Along the way, Heins sparred with the New York Times when the paper wrote a story about how ashamed some BlackBerry owners were of their device. He was a good-will ambassador for BlackBerry, sitting courtside at an NBA game with a BlackBerry 10 handset. Quickly becoming the face of BlackBerry, Heins introduced the new BlackBerry 10 to the world and when analysts starting questioning if sales of the BlackBerry Z10 were as good as the company was saying, it was the executive that defended the phone. Not that he didn't have some missteps along the way.

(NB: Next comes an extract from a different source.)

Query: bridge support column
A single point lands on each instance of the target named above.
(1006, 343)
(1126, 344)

Heins might have put his foot in his mouth this April when he said that tablets would be a dead product in five years.
It was the CEO who announced in August that the company would undergo the strategic review that led to the failed attempt to sell BlackBerry. And while it was the inability of Fairfax Financial to secure financing for its bid that led to today's announcement that Heins will be stepping down, in reality it was the failure of BlackBerry to put out a compelling phone with a matching OS that was to blame. BlackBerry had hoped that its new handsets would allow it to sneak in ahead of Windows Phone for third place behind Android and iOS. But unlike BlackBerry, Windows Phone found a niche in low-light photography which was able to sustain the platform until the GDR3 update made Windows Phone 8 a much improved challenger to the duopoly at the top.
Whether the $1 billion investment in BlackBerry can turn the company around is obviously something that we can't know for now. But what we do know is that BlackBerry will have a new man at the top running the show.